Originally this saying was a cry for sustainable living; that is, to care for the earth’s environment by consciously examining and changing how one lives and works.

Not only does this saying now refer to much more, when applying it to global management, it is evolving in very dramatic ways.

With the advent of globalization as a business strategy, organizational structures and operations were radically transformed. Organizations became complex transnational networks that seek global markets, employ workplace talent from around the world, and have supply chains comprised of vender companies located in various countries. Forming a web of business partnerships and working alliances with both local and international organizations is a critical factor in making an organization nimble, innovative and successful.

Business organizations are complex international and inter-cultural social systems that are key drivers in today’s global economies.

In light of the interdependent global economies that have arisen during the last several decades, at this juncture in history it is easy to see that “think globally and act locally” can apply to acting in a socially conscious manner, not only in our social lives, but in the workplace and in regards to how business is envisioned and conducted.

How we live, including what we utilize, daily impacts others in countries thousands of miles away. Further, what we as consumers demand from businesses, what products and services we want, what price we are willing to pay, and how customized and quickly we want the products delivered all impact how organizations utilize business opportunities in other countries and the labor forces they can assemble. Such demands challenge the integrity of organizations and the executives and others professionals that manage them. It is a dilemma. In the current highly competitive business arena, how can a company gain and maintain significant market share while not creating dehumanizing work environments and utilizing exploitive marketing strategies?

The  dual challenges of maintaining business integrity and fostering of ethical business practices touch upon only two aspects of an expanded understanding of this old adage. There is another that is far more radical.

In many instances, companies and their supply chains are now globally distributed.

Thus, organizational managers can no longer just think globally and act locally merely in regards to sustainable and ethical practices. They must also vision—see—and think globally, live and be present globally, and collaboratively and innovatively act globally in how they structure businesses, establish organizational cultures, oversee businesses operations and processes, manage team members, and serve customers.

Professionals at all levels of a company, while living in their “home” locale with its familiar social setting, geography and time zone, also have to envision themselves as actively being in a “human network” that spans numerous time zones, cultures and landscapes. They actually “live and work” in each of the time zones and cultural settings in which they are connected due to their routine interaction with business colleagues, team members, and even vendors in the network.

The global network, not the “room bounded by the four walls in their work building,” is their office and workplace. Daily existence involves being present and engaged world-wide.

Organizational communication and collaboration technology, including the Internet, enables and supports this ever evolving 24/7/365 global network that never goes offline and is always performing work tasks. In this networked sense, organizations essentially never shut down for the day. Business operations do not cease when workers go home as they did in the early days of the Industrial Revolution.

As some say, “work follows the sun” around the world. Business functions do not stop at the “end of one’s work day,” but continue in another part of the world. When one wakes up and “starts his/her day” one is just “reconnecting” with the network that kept on working while one slept. The network never sleeps, nor rests.
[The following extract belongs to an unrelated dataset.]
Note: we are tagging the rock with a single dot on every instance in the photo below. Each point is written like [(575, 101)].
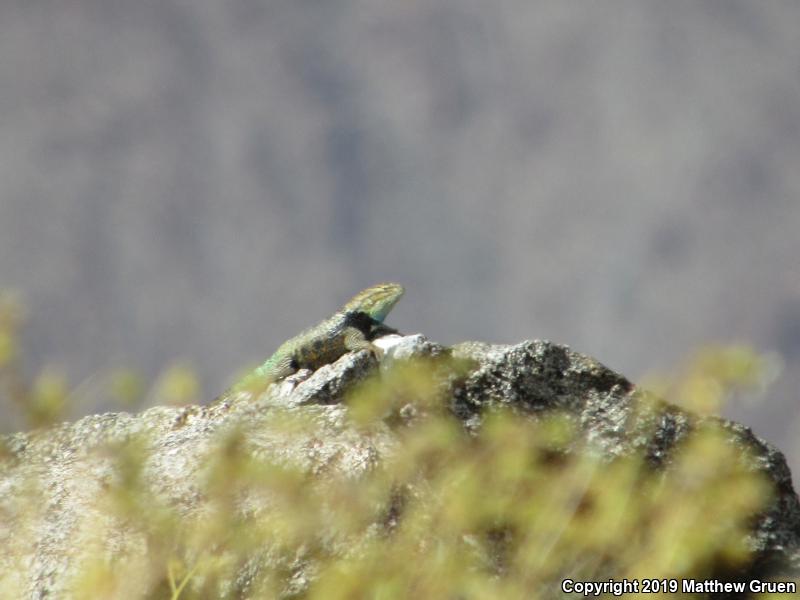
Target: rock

Managing and performing as a team member in the above manner requires both a shift in mindset and a change in work practices.
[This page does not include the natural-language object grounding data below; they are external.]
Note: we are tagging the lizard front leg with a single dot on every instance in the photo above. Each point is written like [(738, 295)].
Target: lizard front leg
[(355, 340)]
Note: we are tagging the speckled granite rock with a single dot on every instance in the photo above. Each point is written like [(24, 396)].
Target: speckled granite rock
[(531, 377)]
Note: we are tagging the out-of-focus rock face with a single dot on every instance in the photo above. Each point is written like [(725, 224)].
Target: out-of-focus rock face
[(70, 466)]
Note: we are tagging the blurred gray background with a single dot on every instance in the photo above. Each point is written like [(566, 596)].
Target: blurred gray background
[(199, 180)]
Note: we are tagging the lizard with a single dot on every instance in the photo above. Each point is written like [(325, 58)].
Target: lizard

Constantly working across multiple time zones changes how managers and team members understand “work time,” how they configure work routines, and how they understand the nature of daily work schedules. Availability throughout the network is central, even critical.

Schedules are constructed to both get all of the day-to-day work tasks done and to effectively engage with colleagues and team members as needed. Often this means that “normal work hours” do not fit into the “traditional 9am-5pm” time slot.
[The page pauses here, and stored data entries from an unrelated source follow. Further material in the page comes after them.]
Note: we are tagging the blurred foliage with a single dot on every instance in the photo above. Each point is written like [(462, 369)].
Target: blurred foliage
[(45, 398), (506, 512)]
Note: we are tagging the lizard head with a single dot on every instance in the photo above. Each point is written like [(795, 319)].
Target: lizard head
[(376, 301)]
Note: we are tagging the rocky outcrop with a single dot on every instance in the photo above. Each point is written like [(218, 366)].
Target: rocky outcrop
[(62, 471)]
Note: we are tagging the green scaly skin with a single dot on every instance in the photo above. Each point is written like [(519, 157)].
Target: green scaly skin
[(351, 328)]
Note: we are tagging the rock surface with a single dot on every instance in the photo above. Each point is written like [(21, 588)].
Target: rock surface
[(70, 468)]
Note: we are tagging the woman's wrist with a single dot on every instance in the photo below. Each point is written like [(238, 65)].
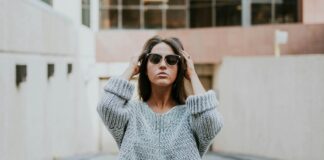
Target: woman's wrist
[(127, 74)]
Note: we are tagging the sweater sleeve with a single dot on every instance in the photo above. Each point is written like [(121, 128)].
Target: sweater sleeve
[(113, 108), (205, 120)]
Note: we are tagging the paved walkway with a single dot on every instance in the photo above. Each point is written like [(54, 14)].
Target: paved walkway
[(208, 156)]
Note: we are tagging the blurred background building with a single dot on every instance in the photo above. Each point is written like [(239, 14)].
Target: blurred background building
[(56, 55)]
With today’s technology managers and team members do not have to wait to be informed or to engage with each other. Network engagement can be instantaneous, if desired. An organization just needs to have the appropriate communication processes, collaboration technology and information systems set in place.

Such a globally networked way of working alters how one perceives time. Feeling part of a global network, one envisions local time as only one of the many time zones that one works—lives—in. “Being in multiple time zones” becomes the “local business time zone.” This can be seen in how one discerns and communicates simple things as meeting times. One always takes into account the time zone each colleague is in and notes all appropriate time zones when posting meeting schedules. This is now just the norm, how business operates on a daily basis.

So, living and acting from a global mindset, managers strive to construct their work routines so they are present to their colleagues and team members as if they were in an office down the hall. They do not envision themselves as residing in a distant part of the world, but in a common workplace. In this manner they are actually in their colleagues’ workplace and country.